How can I handle the case of a completely empty column inside mutate, using case_when and consider the other cases?
case_1 <- tibble("a" = c("a","a", "a","a"),
"b" = c(NA,"b", NA,"b"))
case_2 <- tibble("a" = c("a","a", "a","a"),
"b" = c(NA,NA,NA,NA))
case_1 <- case_1 %>% mutate("a" = case_when(!is.na(a) ~ a,
is.na(a) ~ na.omit(unique(a))),
"b" = case_when(!is.na(b) ~ b,
is.na(b) ~ na.omit(unique(b))))
case_2 <- case_2 %>% mutate("a" = case_when(!is.na(a) ~ a,
is.na(a) ~ na.omit(unique(a))),
"b" = case_when(!is.na(b) ~ b,
is.na(b) ~ na.omit(unique(b))))
The first case (case_1) works fine, the case_2 have problems.
It looks as if you're trying to fill any non-NA
values both forwards and backwards. You can achieve what you're trying to do here with tidyr::fill()
, ensuring you specify the .direction
:
case_1 |>
tidyr::fill(b, .direction = "downup")
# a b
# <chr> <chr>
# 1 a b
# 2 a b
# 3 a b
# 4 a b
case_2 |>
tidyr::fill(b, .direction = "downup")
# a b
# <chr> <lgl>
# 1 a NA
# 2 a NA
# 3 a NA
# 4 a NA
However, in the general case that you want to use dplyr::case_when()
and all the values in b
might be NA
, you can't have na.omit(unique(b))
on the right-hand side, as it creates a zero-length vector. This is the wrong length to be assigned to a data frame column greater than length zero, and will not (cannot) be recycled into a vector of the correct length. case_when()

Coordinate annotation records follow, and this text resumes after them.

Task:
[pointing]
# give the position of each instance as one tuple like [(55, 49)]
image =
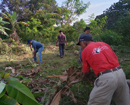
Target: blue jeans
[(61, 49), (39, 54)]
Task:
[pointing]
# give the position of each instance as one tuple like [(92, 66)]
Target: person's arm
[(57, 41), (85, 66), (31, 47), (66, 41), (34, 53)]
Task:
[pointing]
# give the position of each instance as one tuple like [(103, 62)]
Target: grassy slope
[(54, 65)]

evaluates all the possible return vectors, even if they are never assigned. For example:
case_2 |>
mutate(
"b" = case_when(
TRUE ~ NA,
FALSE ~ na.omit(unique(b))
)
)
# Error in `mutate()`:
# ℹ In argument: `b = case_when(TRUE ~ NA, FALSE ~ na.omit(unique(b)))`.
# Caused by error:
# ! `b` must be size 4 or 1, not 0.
# Run `rlang::last_trace()` to see where the error occurred.
Clearly, FALSE
can never be TRUE
so we'll never need to assign na.omit(unique(b))
. However, case_when()
describes itself as general vectorised if-else. The dplyr::if_else()

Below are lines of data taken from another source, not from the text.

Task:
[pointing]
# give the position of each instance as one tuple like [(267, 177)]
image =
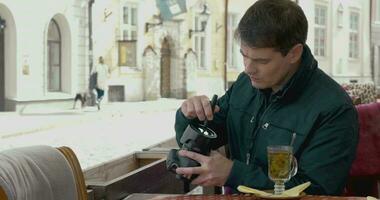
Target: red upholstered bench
[(364, 176)]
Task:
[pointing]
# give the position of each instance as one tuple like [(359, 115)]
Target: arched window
[(54, 57)]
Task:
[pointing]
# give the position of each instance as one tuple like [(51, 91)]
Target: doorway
[(2, 67), (54, 57), (165, 69)]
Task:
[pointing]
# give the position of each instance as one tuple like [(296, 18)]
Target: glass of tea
[(282, 166)]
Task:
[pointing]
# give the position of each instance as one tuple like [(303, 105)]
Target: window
[(54, 57), (128, 38), (200, 43), (354, 35), (233, 56), (377, 11), (320, 32)]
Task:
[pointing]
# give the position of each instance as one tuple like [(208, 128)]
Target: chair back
[(41, 172)]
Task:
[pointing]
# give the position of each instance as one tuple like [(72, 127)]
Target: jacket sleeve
[(324, 159)]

is stricter than base::ifelse()
, with various safety checks for type and length, which are what throw this error. You would see the same error with b = if_else(TRUE, NA, na.omit(unique(b)))

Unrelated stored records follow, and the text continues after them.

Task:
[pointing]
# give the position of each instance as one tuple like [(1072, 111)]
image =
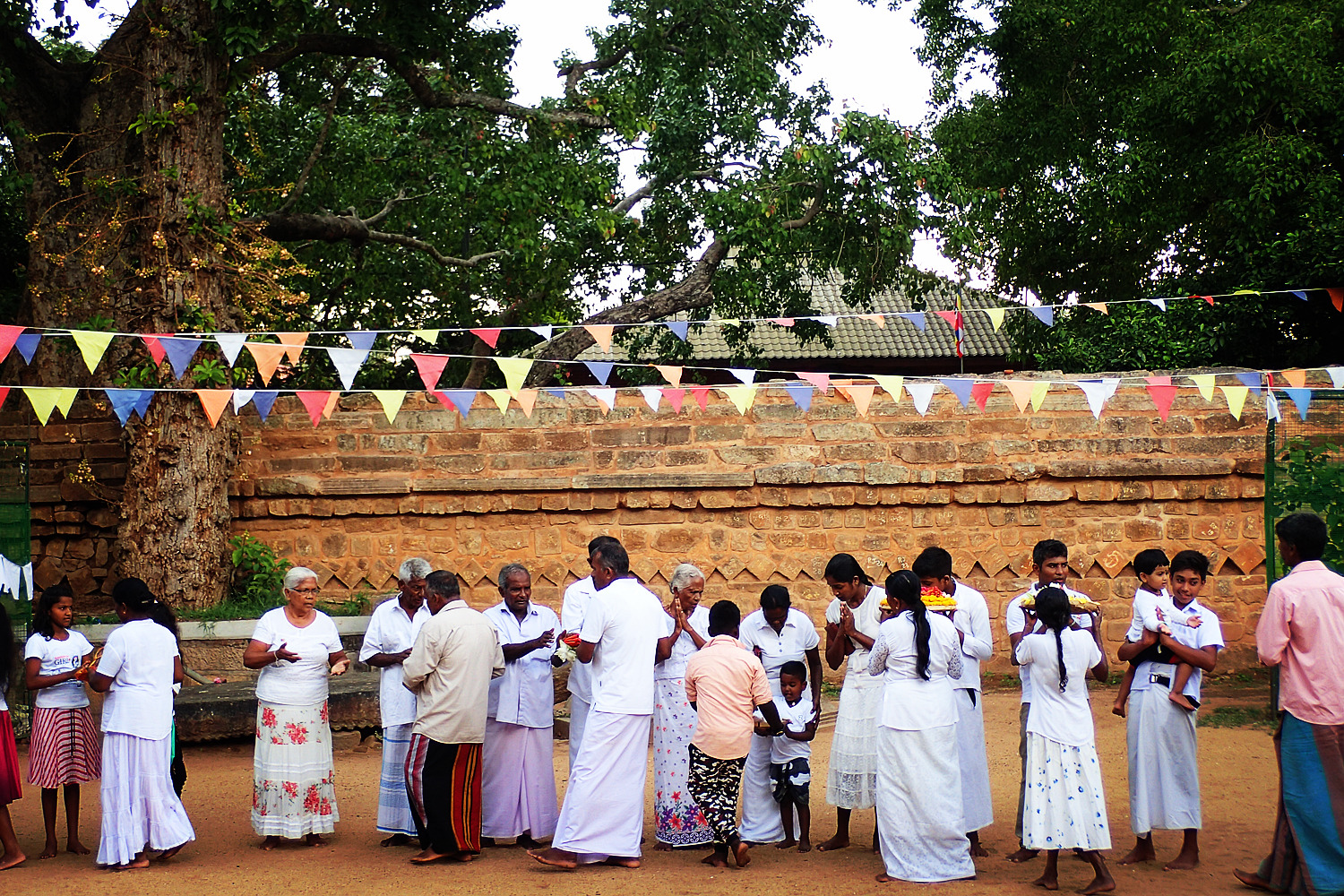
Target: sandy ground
[(1239, 780)]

, but not with b = ifelse(TRUE, NA, na.omit(unique(b)))
.
if()
also does not evaluate the FALSE
branch if the TRUE
branch is evaluated. So, you can keep your case_when()
and introduce an if()
statement in your pipe to just return NA
if all values are NA
, and never evaluate the case_when()
:
case_2 |> mutate(
"a" = case_when(
!is.na(a) ~ a,
is.na(a) ~ na.omit(unique(a))
),
"b" = if (all(is.na(b))) NA else case_when(
!is.na(b) ~ b,
is.na(b) ~ na.omit(unique(b))
)
)
# a b
# <chr> <lgl>
# 1 a NA
# 2 a NA
# 3 a NA
# 4 a NA